Bisnis ini mengalami kemunduran ketika opium di Singapura dijual dengan harga lebih murah. Pemerintah kolonial juga memberlakukan sistem yang semakin ketat untuk mengendalikan harga dan pasokan. Nah, dari sinilah kemudian penyelundupan opium dimulai. Opium-opium gelap mulai mendarat di sepanjang pantai utara Jawa, kemudian merayap diam-diam di sepanjang jaringan rute-rute sungai. Pasokan terbesar kala itu mendarat di pesisir Jepara-Rembang, dari Juwana hingga Lasem. Cara ini dinilai sangat menjanjikan, sehingga banyak nelayan dan pemilik kapal yang kemudian banting kemudi. Mungkin inilah sebabnya pada masa lalu Juwana-Rembang dikenal sebagai “corong opium”.

 

Setengah berjongkok di tepi sumur, Pak Lan menjelaskan lagi. 

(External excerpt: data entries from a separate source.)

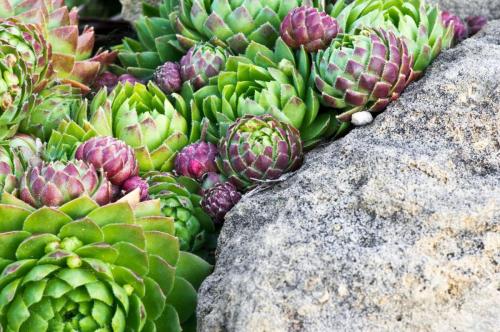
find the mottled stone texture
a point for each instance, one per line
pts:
(395, 227)
(132, 9)
(464, 8)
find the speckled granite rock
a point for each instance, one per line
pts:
(464, 8)
(396, 227)
(132, 9)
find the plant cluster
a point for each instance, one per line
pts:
(118, 167)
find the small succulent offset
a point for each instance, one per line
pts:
(57, 183)
(219, 200)
(71, 54)
(82, 267)
(135, 182)
(309, 27)
(113, 156)
(16, 155)
(257, 149)
(363, 72)
(52, 105)
(180, 200)
(168, 77)
(459, 26)
(475, 24)
(201, 62)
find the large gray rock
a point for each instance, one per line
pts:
(395, 227)
(488, 8)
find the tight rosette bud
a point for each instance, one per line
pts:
(137, 182)
(113, 156)
(196, 159)
(55, 184)
(308, 27)
(363, 72)
(219, 200)
(168, 77)
(257, 149)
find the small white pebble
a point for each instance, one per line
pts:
(362, 118)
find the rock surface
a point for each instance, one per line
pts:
(395, 227)
(132, 9)
(488, 8)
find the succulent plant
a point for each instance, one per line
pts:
(196, 160)
(81, 267)
(210, 179)
(106, 80)
(16, 155)
(113, 156)
(24, 69)
(168, 77)
(127, 78)
(363, 72)
(71, 52)
(475, 24)
(10, 169)
(257, 149)
(418, 21)
(135, 182)
(57, 183)
(141, 116)
(51, 106)
(459, 27)
(219, 200)
(308, 27)
(266, 82)
(180, 201)
(201, 62)
(15, 91)
(233, 23)
(156, 43)
(29, 41)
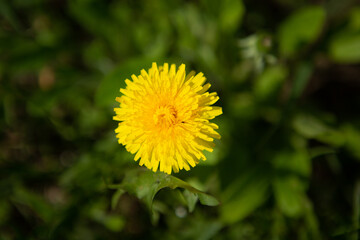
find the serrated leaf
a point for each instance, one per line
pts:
(145, 184)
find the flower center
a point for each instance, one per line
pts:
(165, 116)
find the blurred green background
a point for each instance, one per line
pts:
(288, 76)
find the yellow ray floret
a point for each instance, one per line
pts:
(164, 118)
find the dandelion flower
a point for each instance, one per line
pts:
(165, 118)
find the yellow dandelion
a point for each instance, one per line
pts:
(165, 118)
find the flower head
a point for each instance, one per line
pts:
(165, 118)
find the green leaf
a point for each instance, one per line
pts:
(289, 194)
(297, 162)
(144, 184)
(110, 86)
(302, 76)
(269, 81)
(116, 197)
(230, 15)
(311, 127)
(302, 27)
(345, 48)
(245, 195)
(191, 199)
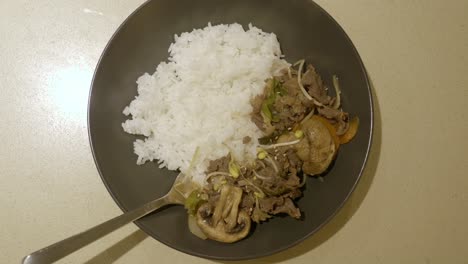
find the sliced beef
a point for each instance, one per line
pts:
(221, 164)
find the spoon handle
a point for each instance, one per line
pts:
(69, 245)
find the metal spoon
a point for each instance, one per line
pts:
(67, 246)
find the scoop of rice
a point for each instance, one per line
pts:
(199, 100)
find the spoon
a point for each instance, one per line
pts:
(69, 245)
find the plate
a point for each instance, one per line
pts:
(305, 31)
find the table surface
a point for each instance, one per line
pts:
(410, 207)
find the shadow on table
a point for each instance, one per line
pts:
(114, 252)
(348, 210)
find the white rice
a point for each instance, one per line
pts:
(200, 98)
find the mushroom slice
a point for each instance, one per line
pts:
(224, 222)
(318, 148)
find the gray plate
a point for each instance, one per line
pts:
(305, 31)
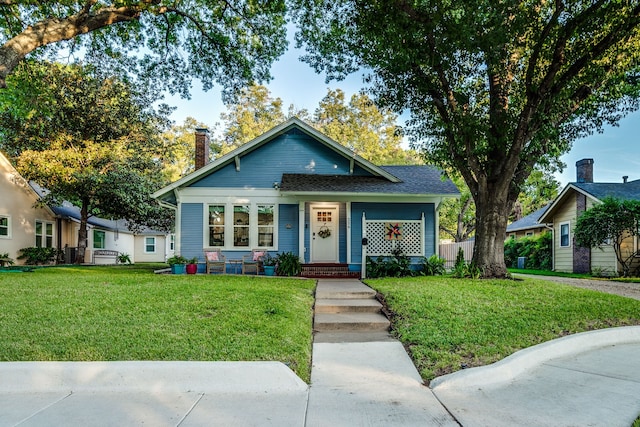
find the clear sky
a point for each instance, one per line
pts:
(616, 152)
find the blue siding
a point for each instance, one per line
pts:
(288, 236)
(191, 221)
(391, 211)
(342, 243)
(292, 152)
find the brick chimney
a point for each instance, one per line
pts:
(584, 170)
(202, 147)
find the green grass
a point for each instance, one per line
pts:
(129, 313)
(448, 323)
(574, 275)
(553, 273)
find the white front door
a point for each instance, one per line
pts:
(324, 233)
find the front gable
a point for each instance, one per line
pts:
(293, 147)
(292, 152)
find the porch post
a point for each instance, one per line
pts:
(301, 231)
(348, 237)
(363, 267)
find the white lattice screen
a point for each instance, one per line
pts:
(410, 240)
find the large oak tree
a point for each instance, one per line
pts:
(88, 139)
(493, 87)
(230, 42)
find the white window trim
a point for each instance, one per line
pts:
(44, 228)
(229, 225)
(155, 245)
(8, 236)
(93, 235)
(568, 224)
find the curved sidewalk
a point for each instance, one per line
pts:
(592, 378)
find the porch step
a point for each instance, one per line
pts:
(347, 310)
(328, 271)
(348, 305)
(343, 322)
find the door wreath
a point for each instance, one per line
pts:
(324, 232)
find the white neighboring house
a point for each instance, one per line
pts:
(24, 225)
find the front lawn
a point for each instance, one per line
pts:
(447, 324)
(129, 313)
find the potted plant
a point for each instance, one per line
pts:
(177, 263)
(269, 265)
(5, 260)
(192, 265)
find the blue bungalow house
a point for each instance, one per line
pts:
(294, 189)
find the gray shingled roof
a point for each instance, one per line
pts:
(414, 180)
(529, 221)
(600, 190)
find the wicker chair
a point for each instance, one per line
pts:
(253, 262)
(216, 262)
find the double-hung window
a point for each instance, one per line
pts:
(265, 225)
(241, 225)
(5, 227)
(99, 239)
(565, 235)
(216, 225)
(149, 245)
(44, 234)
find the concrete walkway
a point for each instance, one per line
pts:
(585, 379)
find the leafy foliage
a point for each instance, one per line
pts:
(536, 249)
(396, 265)
(288, 264)
(358, 124)
(38, 256)
(493, 88)
(5, 260)
(124, 258)
(611, 221)
(433, 266)
(166, 43)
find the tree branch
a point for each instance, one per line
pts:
(58, 29)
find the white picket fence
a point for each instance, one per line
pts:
(449, 251)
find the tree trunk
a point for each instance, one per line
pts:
(82, 233)
(492, 212)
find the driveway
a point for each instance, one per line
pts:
(625, 289)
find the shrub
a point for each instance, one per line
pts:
(5, 260)
(176, 259)
(433, 266)
(288, 264)
(396, 265)
(36, 256)
(464, 270)
(459, 258)
(536, 250)
(124, 259)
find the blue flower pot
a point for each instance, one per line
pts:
(177, 269)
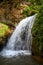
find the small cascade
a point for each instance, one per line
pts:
(21, 39)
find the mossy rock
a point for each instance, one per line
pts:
(37, 33)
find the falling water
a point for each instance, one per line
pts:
(21, 39)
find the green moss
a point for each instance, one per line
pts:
(3, 28)
(37, 31)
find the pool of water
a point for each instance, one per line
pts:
(19, 60)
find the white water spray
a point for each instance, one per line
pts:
(21, 39)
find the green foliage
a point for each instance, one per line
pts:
(37, 31)
(29, 10)
(3, 28)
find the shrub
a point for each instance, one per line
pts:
(37, 31)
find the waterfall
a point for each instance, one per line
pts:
(21, 39)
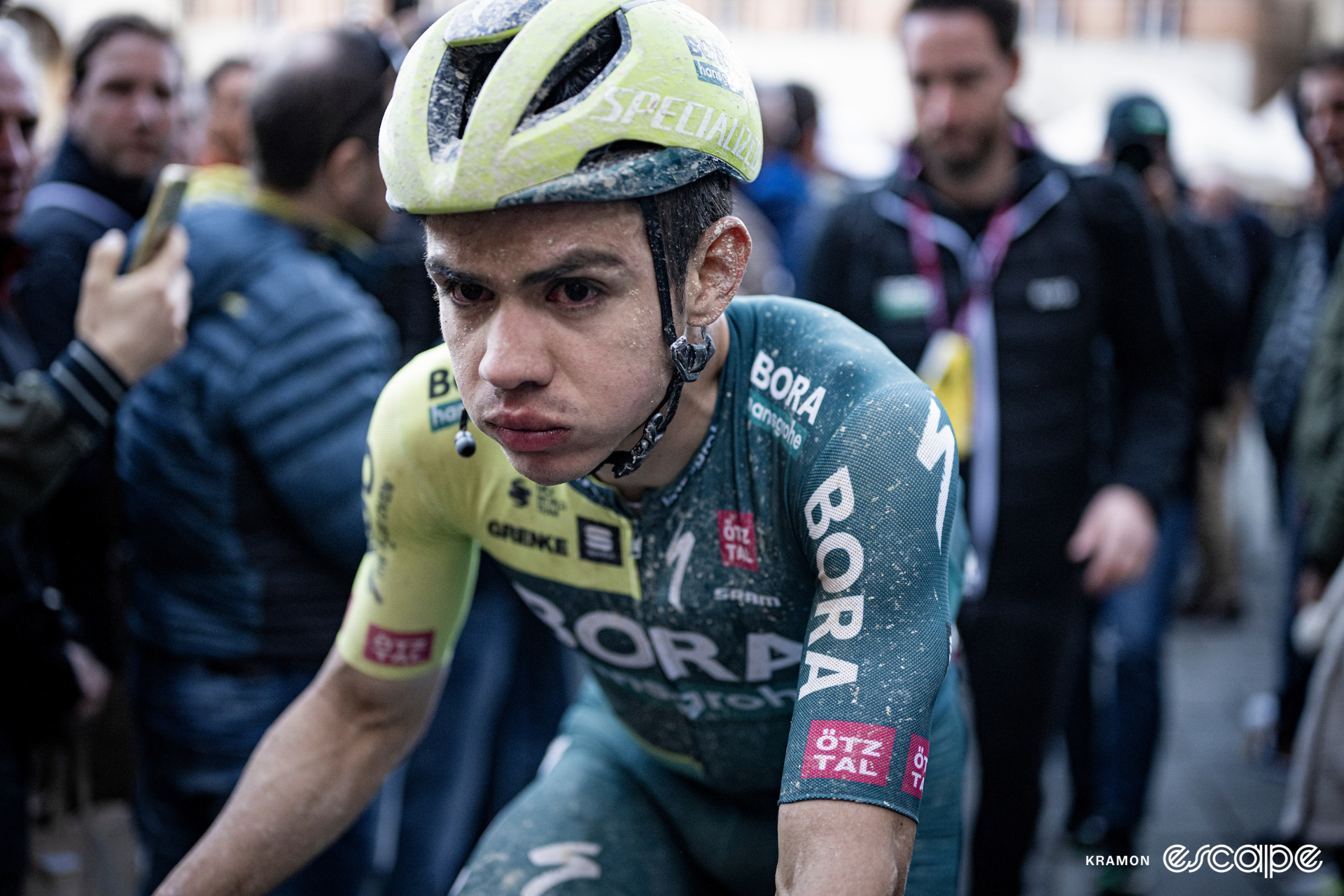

“Dulu sumur ini menjadi lalu lintas penyelundupan, Mbak. Dari pelabuhan Lasem, opium itu dibawa diam-diam melalui jalur sungai Lasem lalu diselundupkan melalui sumur ini. Rumah ini dulu menjadi salah satu tempat penimbunan opium gelap itu, sebelum diedarkan ke berbagai tempat di Pulau Jawa.”

 

Di depan Lawang Ombo memang mengalir sungai yang disebut-sebut Pak Lan tadi. Saya membayangkan situasi pada masa itu. Berpeti-peti opium diangkut dari pelabuhan diam-diam, lalu masuk ke rumah ini lewat lubang sekecil itu.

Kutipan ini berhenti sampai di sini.